When the idea of a smart ball bounced around the golf world, one that could transmit data that would make life simpler for its user, it is doubtful that many thought one would be available to superintendents for monitoring turf and soil conditions long before golfers would have one to put on a tee.
Seven years in development, the rechargeable GS3 is outfitted with sensors, accelerometers and gyroscopes that collect more than 15,000 data points to provide agronomic benchmarks that superintendents and researchers can use to make agronomic decisions and predict putting surface performance.
"We are excited to provide a tool that enables the industry to objectively quantify putting green metrics, besides just green speed," said Matt Pringle, Ph.D., managing director of the USGA Green Section. "GS3 can clarify the impact of different maintenance practices, provide benchmarks and communicate to stakeholders how the course is performing."
The USGA had a soft launch last fall at the Carolinas GCSA Conference and Show in Myrtle Beach and officially launched the ball Feb. 7 at the GCSAA Conference and Show in Orlando.
The GS3 operates in conjunction with the USGA's DEACON course management software to help superintendents determine agronomic practices designed to maximize putting green performance. All data is also calculated locally and can be synched to the cloud at a later time.
The ball has been in use in real world conditions by some university researchers and at select golf courses, including Bel-Air Country Club in Los Angeles.
"We have been utilizing GS3 for over two months, and I love being able to compile all of the information it provides in one spot," said Justin DePippo, director of golf course and grounds at Bel-Air "We are using the numbers to chart our green conditions and create benchmarks, which allows me to make course care decisions based on the data. GS3 and DEACON will improve the way we maintain our greens and we are looking forward to seeing positive results because of it."

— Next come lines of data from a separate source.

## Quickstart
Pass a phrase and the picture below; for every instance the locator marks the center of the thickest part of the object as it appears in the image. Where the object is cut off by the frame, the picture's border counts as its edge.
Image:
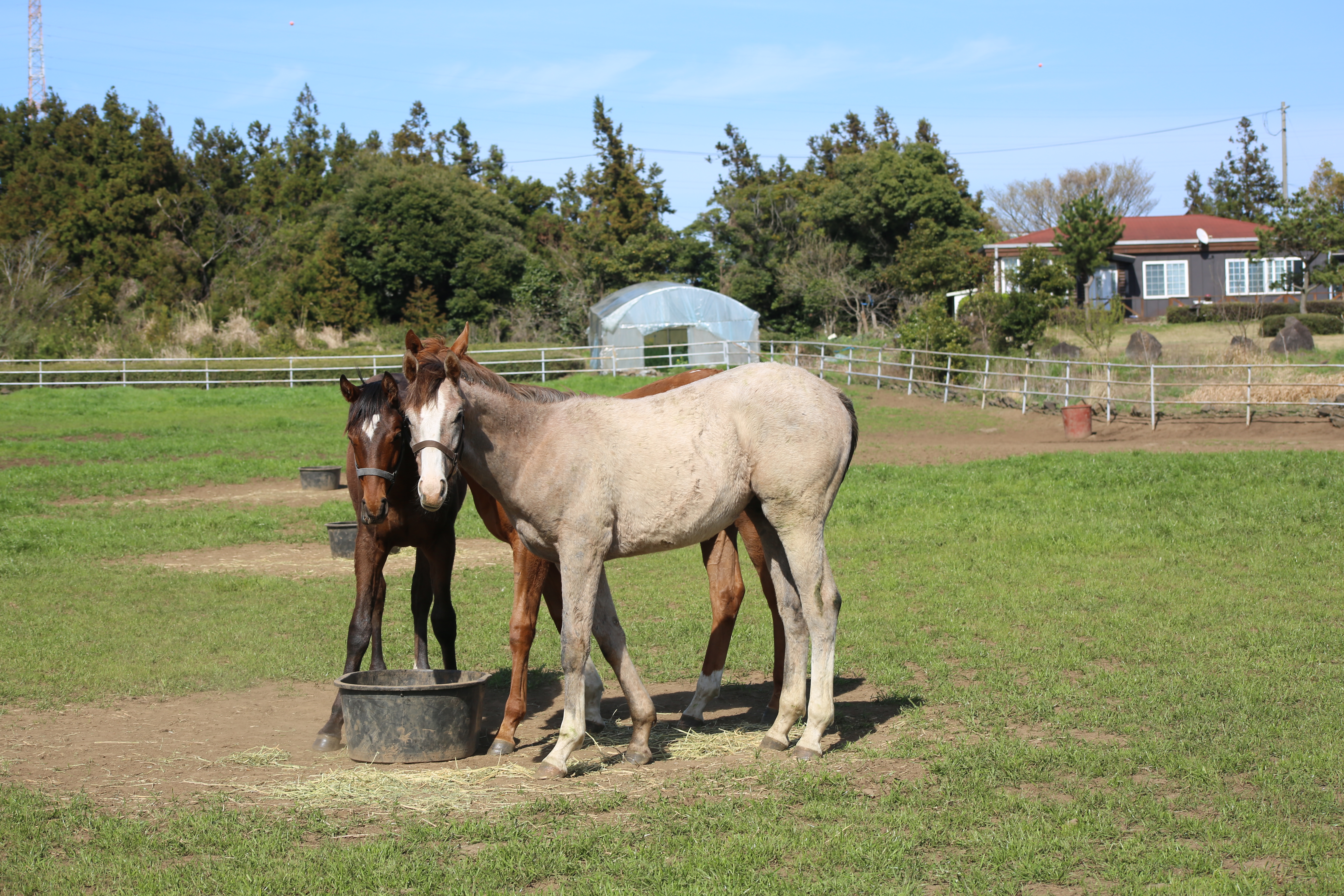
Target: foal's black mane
(432, 371)
(373, 399)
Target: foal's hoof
(327, 743)
(550, 773)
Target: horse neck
(500, 437)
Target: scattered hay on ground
(416, 791)
(260, 757)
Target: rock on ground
(1294, 338)
(1144, 348)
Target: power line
(1100, 140)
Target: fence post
(1026, 375)
(1248, 396)
(1152, 397)
(1108, 392)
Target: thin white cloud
(756, 70)
(548, 81)
(286, 83)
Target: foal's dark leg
(726, 593)
(423, 594)
(444, 616)
(370, 590)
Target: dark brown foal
(381, 471)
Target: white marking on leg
(593, 688)
(706, 690)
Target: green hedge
(1319, 324)
(1246, 311)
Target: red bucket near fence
(1078, 421)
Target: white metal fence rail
(1023, 382)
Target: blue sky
(523, 76)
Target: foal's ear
(349, 390)
(459, 347)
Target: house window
(1165, 280)
(1105, 285)
(1260, 276)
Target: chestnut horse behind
(381, 472)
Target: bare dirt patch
(315, 559)
(146, 750)
(956, 433)
(283, 492)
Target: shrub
(1246, 311)
(1319, 324)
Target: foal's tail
(854, 430)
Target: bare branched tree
(1026, 206)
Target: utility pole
(1283, 130)
(37, 61)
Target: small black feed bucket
(342, 535)
(322, 479)
(412, 715)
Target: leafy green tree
(431, 222)
(1308, 228)
(1086, 233)
(1242, 187)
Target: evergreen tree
(1242, 187)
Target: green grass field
(1187, 605)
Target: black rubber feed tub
(323, 479)
(412, 715)
(342, 536)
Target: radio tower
(37, 61)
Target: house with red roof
(1172, 260)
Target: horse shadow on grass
(861, 707)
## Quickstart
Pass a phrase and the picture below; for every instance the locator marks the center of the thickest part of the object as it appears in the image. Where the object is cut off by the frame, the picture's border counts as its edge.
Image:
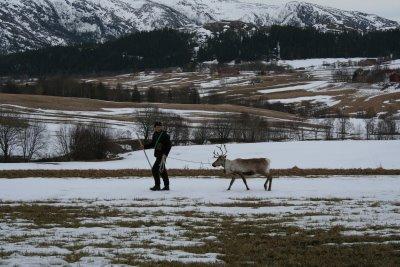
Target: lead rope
(190, 161)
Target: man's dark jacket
(161, 144)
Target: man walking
(162, 145)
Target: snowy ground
(305, 154)
(99, 222)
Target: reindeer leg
(233, 179)
(244, 181)
(270, 181)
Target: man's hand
(162, 163)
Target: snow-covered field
(97, 222)
(306, 154)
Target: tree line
(67, 86)
(298, 43)
(171, 48)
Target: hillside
(32, 24)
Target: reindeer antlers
(223, 152)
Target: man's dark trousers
(156, 173)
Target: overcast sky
(386, 8)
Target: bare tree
(32, 140)
(329, 124)
(202, 134)
(145, 120)
(176, 126)
(85, 142)
(64, 141)
(344, 125)
(223, 128)
(11, 124)
(369, 128)
(386, 128)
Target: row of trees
(172, 48)
(17, 133)
(25, 139)
(66, 86)
(297, 43)
(137, 51)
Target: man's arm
(167, 145)
(149, 145)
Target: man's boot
(166, 188)
(155, 188)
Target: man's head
(158, 126)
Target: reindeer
(242, 167)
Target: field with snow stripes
(283, 155)
(87, 222)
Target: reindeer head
(220, 156)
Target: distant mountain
(30, 24)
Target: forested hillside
(172, 48)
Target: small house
(227, 72)
(394, 77)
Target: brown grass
(84, 104)
(189, 173)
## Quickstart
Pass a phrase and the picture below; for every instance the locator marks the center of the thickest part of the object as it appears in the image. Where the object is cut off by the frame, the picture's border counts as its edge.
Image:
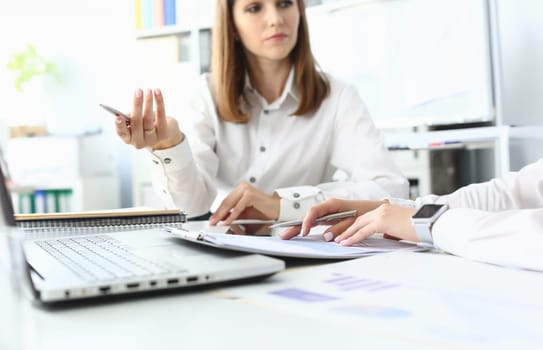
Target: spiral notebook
(40, 225)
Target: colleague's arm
(350, 225)
(507, 238)
(516, 190)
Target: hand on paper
(246, 202)
(149, 128)
(354, 229)
(389, 219)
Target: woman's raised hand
(149, 127)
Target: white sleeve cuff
(296, 201)
(406, 203)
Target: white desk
(418, 301)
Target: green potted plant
(30, 69)
(28, 65)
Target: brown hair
(228, 67)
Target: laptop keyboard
(103, 257)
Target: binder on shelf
(157, 13)
(169, 12)
(96, 221)
(138, 14)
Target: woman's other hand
(331, 206)
(149, 127)
(246, 202)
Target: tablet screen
(257, 229)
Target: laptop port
(192, 279)
(104, 289)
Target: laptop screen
(7, 218)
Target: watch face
(427, 211)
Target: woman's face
(268, 29)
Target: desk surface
(399, 300)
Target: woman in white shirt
(267, 132)
(499, 221)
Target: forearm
(178, 181)
(509, 238)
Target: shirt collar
(289, 90)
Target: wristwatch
(424, 218)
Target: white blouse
(334, 152)
(499, 221)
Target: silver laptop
(68, 268)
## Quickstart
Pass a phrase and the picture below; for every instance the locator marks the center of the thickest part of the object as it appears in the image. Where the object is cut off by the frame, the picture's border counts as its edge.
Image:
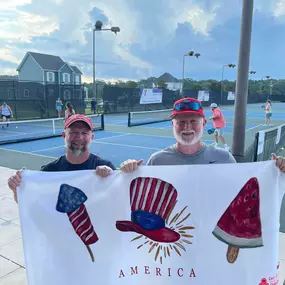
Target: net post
(53, 127)
(102, 122)
(256, 147)
(129, 119)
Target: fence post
(256, 147)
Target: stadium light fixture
(230, 65)
(190, 53)
(260, 85)
(98, 28)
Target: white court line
(253, 127)
(34, 151)
(126, 145)
(18, 151)
(6, 131)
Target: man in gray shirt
(188, 122)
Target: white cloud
(201, 20)
(149, 24)
(7, 55)
(279, 8)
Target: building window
(50, 77)
(66, 95)
(79, 94)
(10, 96)
(17, 94)
(50, 92)
(27, 93)
(66, 77)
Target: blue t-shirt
(62, 164)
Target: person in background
(58, 106)
(268, 113)
(77, 134)
(6, 113)
(93, 106)
(69, 110)
(219, 123)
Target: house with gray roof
(45, 68)
(59, 77)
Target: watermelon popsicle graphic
(240, 225)
(71, 201)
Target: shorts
(219, 131)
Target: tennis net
(265, 143)
(148, 117)
(28, 130)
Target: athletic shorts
(219, 131)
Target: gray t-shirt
(208, 154)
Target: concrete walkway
(12, 267)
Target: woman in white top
(69, 110)
(268, 113)
(6, 113)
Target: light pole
(98, 27)
(260, 86)
(190, 53)
(271, 87)
(242, 81)
(231, 65)
(251, 72)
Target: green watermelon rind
(236, 241)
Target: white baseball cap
(214, 105)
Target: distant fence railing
(265, 143)
(122, 99)
(36, 100)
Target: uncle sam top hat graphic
(152, 200)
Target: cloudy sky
(154, 36)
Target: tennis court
(117, 142)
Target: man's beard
(195, 137)
(77, 151)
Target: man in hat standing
(219, 125)
(77, 134)
(188, 121)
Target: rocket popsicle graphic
(71, 201)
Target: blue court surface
(113, 146)
(118, 145)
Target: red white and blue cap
(78, 118)
(187, 106)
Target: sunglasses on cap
(188, 105)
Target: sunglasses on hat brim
(187, 106)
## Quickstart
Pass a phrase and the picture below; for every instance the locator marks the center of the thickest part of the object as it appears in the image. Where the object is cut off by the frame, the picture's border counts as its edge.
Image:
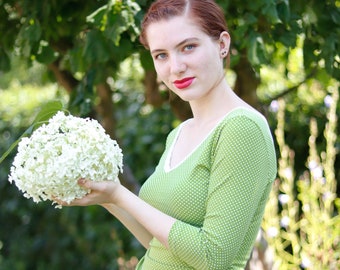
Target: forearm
(151, 219)
(141, 234)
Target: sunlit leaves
(45, 113)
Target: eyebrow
(187, 40)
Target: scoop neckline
(167, 168)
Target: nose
(177, 65)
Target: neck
(216, 104)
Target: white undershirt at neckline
(167, 167)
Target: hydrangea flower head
(49, 163)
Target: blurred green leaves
(46, 112)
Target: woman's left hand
(101, 192)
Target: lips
(184, 83)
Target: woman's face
(186, 59)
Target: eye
(189, 47)
(160, 56)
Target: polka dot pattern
(217, 194)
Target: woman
(203, 205)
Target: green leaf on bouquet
(46, 111)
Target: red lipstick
(184, 83)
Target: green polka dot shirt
(217, 194)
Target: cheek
(161, 71)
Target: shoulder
(243, 120)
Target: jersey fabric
(217, 194)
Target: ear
(224, 42)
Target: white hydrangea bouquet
(57, 154)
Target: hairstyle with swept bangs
(207, 13)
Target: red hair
(207, 13)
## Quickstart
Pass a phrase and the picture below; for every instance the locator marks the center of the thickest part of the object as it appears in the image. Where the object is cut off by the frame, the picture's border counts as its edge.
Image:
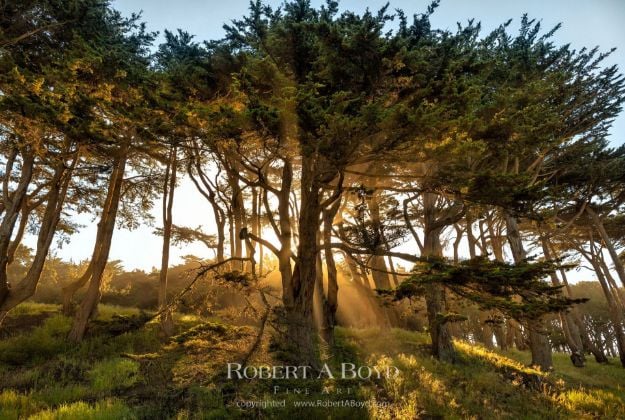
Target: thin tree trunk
(51, 216)
(442, 345)
(169, 186)
(538, 340)
(92, 297)
(300, 303)
(618, 265)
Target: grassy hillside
(137, 375)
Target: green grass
(139, 375)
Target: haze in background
(585, 24)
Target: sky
(584, 24)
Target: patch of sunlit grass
(110, 409)
(494, 358)
(592, 403)
(34, 308)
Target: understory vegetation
(138, 375)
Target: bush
(40, 344)
(113, 374)
(102, 410)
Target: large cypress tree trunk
(618, 264)
(91, 299)
(299, 305)
(70, 290)
(50, 219)
(379, 271)
(442, 345)
(13, 203)
(571, 333)
(538, 341)
(169, 186)
(330, 300)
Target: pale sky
(585, 23)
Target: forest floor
(138, 375)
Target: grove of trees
(337, 145)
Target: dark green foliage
(517, 290)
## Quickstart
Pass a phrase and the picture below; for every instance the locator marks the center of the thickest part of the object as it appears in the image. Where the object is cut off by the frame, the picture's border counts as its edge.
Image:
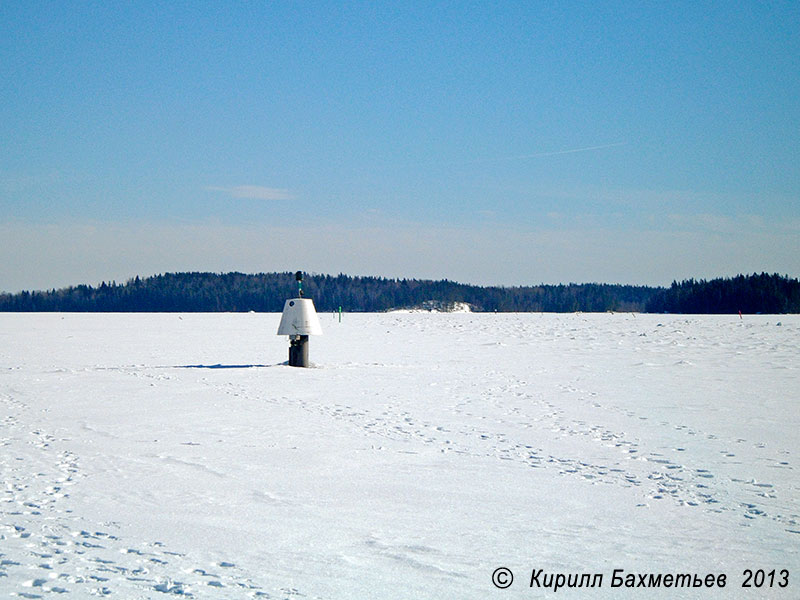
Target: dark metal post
(298, 351)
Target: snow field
(177, 454)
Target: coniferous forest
(266, 292)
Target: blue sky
(504, 143)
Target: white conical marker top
(299, 318)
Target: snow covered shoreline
(175, 453)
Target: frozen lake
(176, 453)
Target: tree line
(266, 292)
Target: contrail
(543, 154)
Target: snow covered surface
(178, 454)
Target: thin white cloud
(542, 154)
(254, 192)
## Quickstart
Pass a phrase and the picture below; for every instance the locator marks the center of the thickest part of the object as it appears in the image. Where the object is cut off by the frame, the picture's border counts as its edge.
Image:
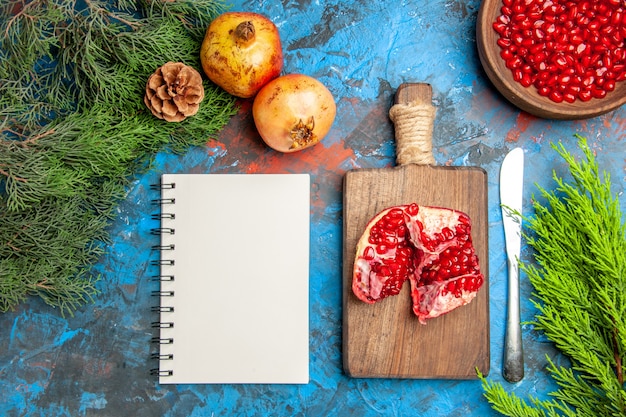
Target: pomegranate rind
(443, 271)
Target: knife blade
(511, 188)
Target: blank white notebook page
(241, 278)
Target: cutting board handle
(413, 115)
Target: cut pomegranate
(430, 246)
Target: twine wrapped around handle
(414, 120)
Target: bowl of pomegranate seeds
(556, 59)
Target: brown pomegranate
(241, 52)
(429, 246)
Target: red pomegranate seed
(568, 50)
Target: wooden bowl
(528, 99)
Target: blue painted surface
(97, 362)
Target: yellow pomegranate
(241, 52)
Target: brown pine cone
(174, 92)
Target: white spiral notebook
(234, 279)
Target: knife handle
(513, 369)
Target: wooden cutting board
(385, 339)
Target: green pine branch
(579, 281)
(74, 130)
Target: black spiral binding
(159, 307)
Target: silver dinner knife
(511, 186)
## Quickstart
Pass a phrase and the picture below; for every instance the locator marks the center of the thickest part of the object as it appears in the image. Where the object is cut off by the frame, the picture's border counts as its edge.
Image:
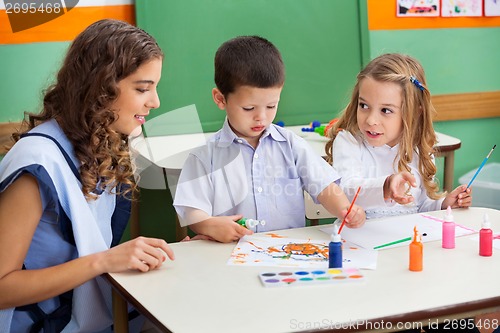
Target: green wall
(318, 79)
(455, 61)
(27, 69)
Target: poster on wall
(406, 8)
(491, 7)
(452, 8)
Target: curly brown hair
(418, 135)
(102, 55)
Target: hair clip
(417, 83)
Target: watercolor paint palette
(311, 277)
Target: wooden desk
(199, 292)
(445, 147)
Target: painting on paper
(492, 7)
(417, 8)
(269, 250)
(451, 8)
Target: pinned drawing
(417, 8)
(269, 250)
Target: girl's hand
(459, 197)
(356, 217)
(142, 253)
(397, 187)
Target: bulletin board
(320, 41)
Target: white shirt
(360, 164)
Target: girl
(63, 183)
(384, 141)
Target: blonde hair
(418, 136)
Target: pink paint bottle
(486, 238)
(448, 230)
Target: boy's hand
(225, 229)
(397, 187)
(356, 217)
(459, 197)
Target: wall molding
(467, 105)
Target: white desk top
(170, 152)
(199, 292)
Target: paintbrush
(350, 207)
(481, 166)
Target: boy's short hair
(248, 61)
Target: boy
(251, 167)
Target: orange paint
(270, 234)
(306, 249)
(257, 247)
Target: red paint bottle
(486, 238)
(416, 252)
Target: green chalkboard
(320, 41)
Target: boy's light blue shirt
(229, 177)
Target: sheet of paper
(273, 250)
(385, 230)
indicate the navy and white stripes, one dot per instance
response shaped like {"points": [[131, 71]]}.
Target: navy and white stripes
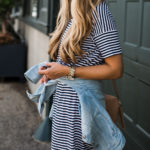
{"points": [[103, 42]]}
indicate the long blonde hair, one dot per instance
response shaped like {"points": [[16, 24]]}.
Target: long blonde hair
{"points": [[81, 13]]}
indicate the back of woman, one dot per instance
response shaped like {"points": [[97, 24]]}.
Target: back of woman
{"points": [[86, 41]]}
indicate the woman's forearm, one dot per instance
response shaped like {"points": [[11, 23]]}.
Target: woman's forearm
{"points": [[99, 72]]}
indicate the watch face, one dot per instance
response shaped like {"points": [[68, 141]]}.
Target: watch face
{"points": [[70, 78]]}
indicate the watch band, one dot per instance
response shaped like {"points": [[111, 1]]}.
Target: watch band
{"points": [[71, 73]]}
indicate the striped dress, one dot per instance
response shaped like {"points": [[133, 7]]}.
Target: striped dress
{"points": [[103, 42]]}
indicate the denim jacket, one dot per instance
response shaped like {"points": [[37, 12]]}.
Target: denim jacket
{"points": [[97, 126]]}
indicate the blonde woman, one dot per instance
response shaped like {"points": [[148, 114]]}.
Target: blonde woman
{"points": [[86, 38]]}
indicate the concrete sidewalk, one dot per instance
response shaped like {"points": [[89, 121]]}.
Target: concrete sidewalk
{"points": [[18, 118]]}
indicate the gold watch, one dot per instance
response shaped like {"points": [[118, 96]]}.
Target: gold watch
{"points": [[71, 73]]}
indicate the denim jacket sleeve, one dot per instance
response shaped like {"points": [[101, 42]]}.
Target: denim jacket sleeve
{"points": [[96, 124]]}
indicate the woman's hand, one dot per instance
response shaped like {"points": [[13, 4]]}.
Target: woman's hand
{"points": [[54, 71]]}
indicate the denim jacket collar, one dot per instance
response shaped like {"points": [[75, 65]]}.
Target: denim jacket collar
{"points": [[97, 127]]}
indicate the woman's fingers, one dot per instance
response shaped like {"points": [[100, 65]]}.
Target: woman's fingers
{"points": [[45, 79]]}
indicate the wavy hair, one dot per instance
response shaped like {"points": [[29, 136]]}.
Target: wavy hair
{"points": [[80, 11]]}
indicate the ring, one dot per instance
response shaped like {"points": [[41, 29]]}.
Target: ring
{"points": [[45, 76]]}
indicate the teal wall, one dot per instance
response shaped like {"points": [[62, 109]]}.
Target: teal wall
{"points": [[133, 22]]}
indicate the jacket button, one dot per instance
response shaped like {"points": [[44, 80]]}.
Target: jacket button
{"points": [[83, 136]]}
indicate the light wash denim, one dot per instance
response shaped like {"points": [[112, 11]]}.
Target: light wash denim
{"points": [[97, 126]]}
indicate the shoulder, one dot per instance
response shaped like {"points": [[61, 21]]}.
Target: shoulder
{"points": [[105, 21]]}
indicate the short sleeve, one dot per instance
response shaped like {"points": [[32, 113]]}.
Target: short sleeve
{"points": [[105, 34]]}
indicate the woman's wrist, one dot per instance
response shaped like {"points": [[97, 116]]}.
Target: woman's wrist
{"points": [[66, 70]]}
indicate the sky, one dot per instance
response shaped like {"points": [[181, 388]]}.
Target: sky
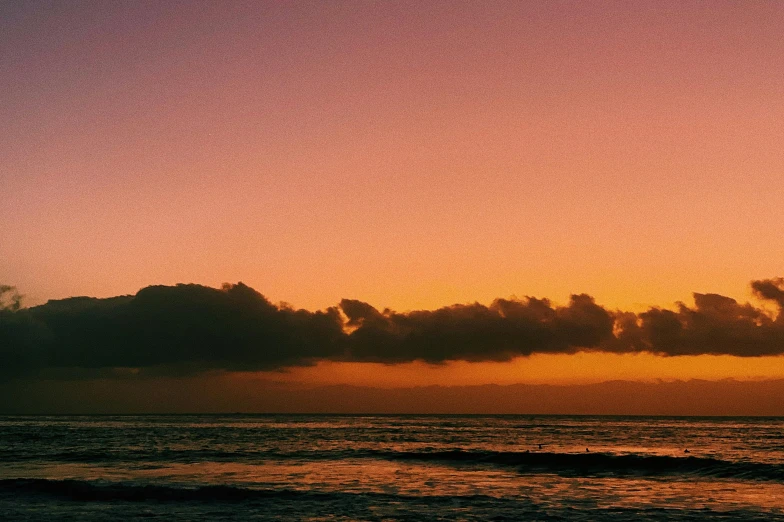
{"points": [[409, 157]]}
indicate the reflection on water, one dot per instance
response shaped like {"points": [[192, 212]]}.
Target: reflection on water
{"points": [[734, 467]]}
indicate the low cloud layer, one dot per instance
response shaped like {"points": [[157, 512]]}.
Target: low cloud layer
{"points": [[189, 329]]}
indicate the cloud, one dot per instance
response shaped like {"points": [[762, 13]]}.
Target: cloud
{"points": [[191, 329]]}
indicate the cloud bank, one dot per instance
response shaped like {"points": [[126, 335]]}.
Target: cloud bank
{"points": [[190, 329]]}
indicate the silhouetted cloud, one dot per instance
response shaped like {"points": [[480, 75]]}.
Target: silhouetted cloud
{"points": [[188, 329]]}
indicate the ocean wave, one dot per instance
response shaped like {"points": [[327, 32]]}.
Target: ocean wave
{"points": [[83, 490], [600, 464]]}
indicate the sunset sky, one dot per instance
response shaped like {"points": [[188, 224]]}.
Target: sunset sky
{"points": [[411, 156]]}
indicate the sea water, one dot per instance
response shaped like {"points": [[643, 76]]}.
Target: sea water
{"points": [[390, 467]]}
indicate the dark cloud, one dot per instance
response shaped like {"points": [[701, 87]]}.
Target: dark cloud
{"points": [[188, 329], [499, 332]]}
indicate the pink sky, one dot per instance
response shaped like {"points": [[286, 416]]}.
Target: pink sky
{"points": [[408, 155]]}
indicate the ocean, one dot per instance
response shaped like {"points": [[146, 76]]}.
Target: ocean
{"points": [[390, 467]]}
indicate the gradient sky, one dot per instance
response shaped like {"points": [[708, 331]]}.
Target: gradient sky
{"points": [[408, 155]]}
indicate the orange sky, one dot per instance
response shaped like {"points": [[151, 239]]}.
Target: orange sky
{"points": [[408, 155]]}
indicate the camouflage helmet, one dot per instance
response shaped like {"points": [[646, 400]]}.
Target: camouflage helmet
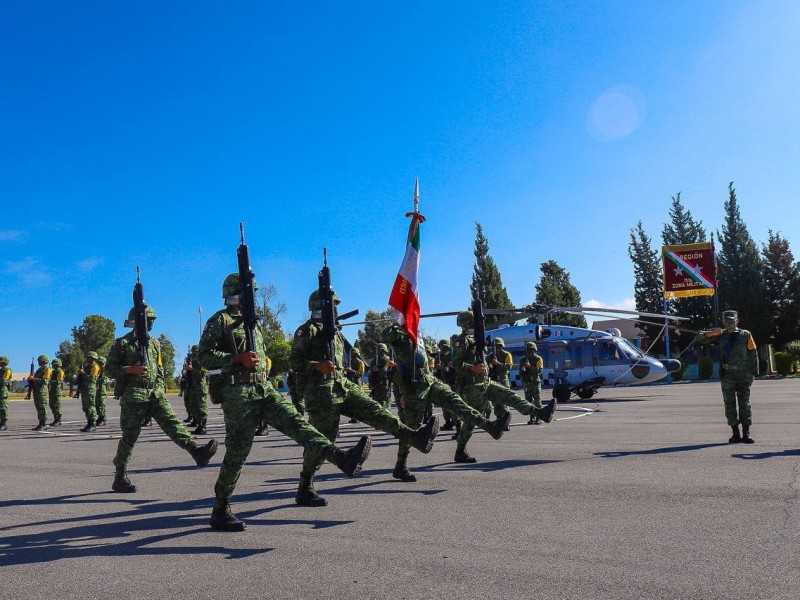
{"points": [[315, 304], [149, 312], [465, 319]]}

The GS3 also was used at USGA tournaments throughout 2022 and will continue to be part of the arsenal used for set up and daily decision making at future USGA championships.
"This is an ingenious way for collecting tons of data," Cornell University professor Frank Rossi, Ph.D., said in a recent TurfNet webinar. "And that data is powerful in helping us predict what you could expect to happen under certain weather conditions, under certain maintenance conditions and how you could expect your surfaces to perform."
The GS3 is available from the USGA for $2,750 and includes one year's free subscription to the Deacon platform. Customers who renew the Deacon subscription will receive a new GS3 every three years.